His face turned red with anger, but it seemed he wasn’t in the mood for a good knock-down, drag-out. “Get out” was all he said.
“What else is in those files?” I asked, not about to budge. “I saw Cooper’s letter about the ‘desperate measures’ the Society would take if you decided the brainwashing wasn’t working. And I can’t help connecting those desperate measures to my stay at The Healing Circle that very same year.”
“I said get out!”
“I heard you. But like I told Mom, I’m not leaving until I get the answers I came for. So you’re either going to answer my questions, or I’ll help myself to the contents of my file.” Or both, actually. It wasn’t like I’d trust anything he told me under the circumstances. Still, I wouldn’t mind getting the Cliffs Notes before I got started on the heavy reading.
When he didn’t start talking, I began to bend down for the drawer. He grabbed my arm and yanked me back.
“You’re leaving now,” he informed me, and tried to pull me toward the door.
“The hell I am.” I spread my legs and flexed my knees to give myself more leverage, and he couldn’t budge me.
Anger still flashed in his eyes, but the expression on his face turned to stern paternal disapproval. “Don’t make this any more difficult than it has to be. You have no right to paw through my personal records.”

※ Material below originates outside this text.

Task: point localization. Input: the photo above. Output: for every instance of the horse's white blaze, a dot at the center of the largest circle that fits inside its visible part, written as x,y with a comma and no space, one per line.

“They’re my personal records, from what I could see. And yes, I definitely do have a right to see them. Now let go of my arm before I show you how difficult I’m capable of being.”
His grip tightened to painful proportions. “There’s nothing in there you need to see. Let the past stay in the past, where it belongs.”
Was that a hint of desperation I saw in his eyes? I didn’t much care. With a twist and a hard yank, I freed my arm from his grip and once more bent for the drawer.
“Morgan, stop it!” he said in his most commanding voice, but I ignored him.
My fingers had just closed on the folder when my dad grabbed my arm again. I whirled on him with a snarl.
And turned my head right into the fist that was coming for my face.
I doubt I was out very long, but apparently it was just long enough for my dad—possibly with my mom’s help—to drag my unconscious body out onto the front stoop. I was just struggling back up through the blackness when the door slammed loudly, followed by the sound of locks clicking shut.
A couple of passersby in the street gave me curious looks, but this being the city, they kept on walking. A sweet little old lady stopped to ask if I was all right and offered to dial 911, but I managed a smile and declined her offer. Behind the closed door, I could hear my parents’ voices raised in argument, but I couldn’t understand what they were saying. Just as well, no doubt.
Feeling disconnected with reality, I fingered the bruise that was forming on my jaw as I walked. Who knew my dad packed such a punch? Other than the occasional spanking when Andy and I were growing up, I’d never seen my dad hit anyone before. Never even seen any sign that he might be capable of hitting someone, even when he was madder than hell. My feelings might have been hurt if I hadn’t remembered the sound of desperation in his voice. He’d tried everything he could think of to keep me from delving into those files, until he’d realized he wasn’t getting me out of that room without resorting to violence.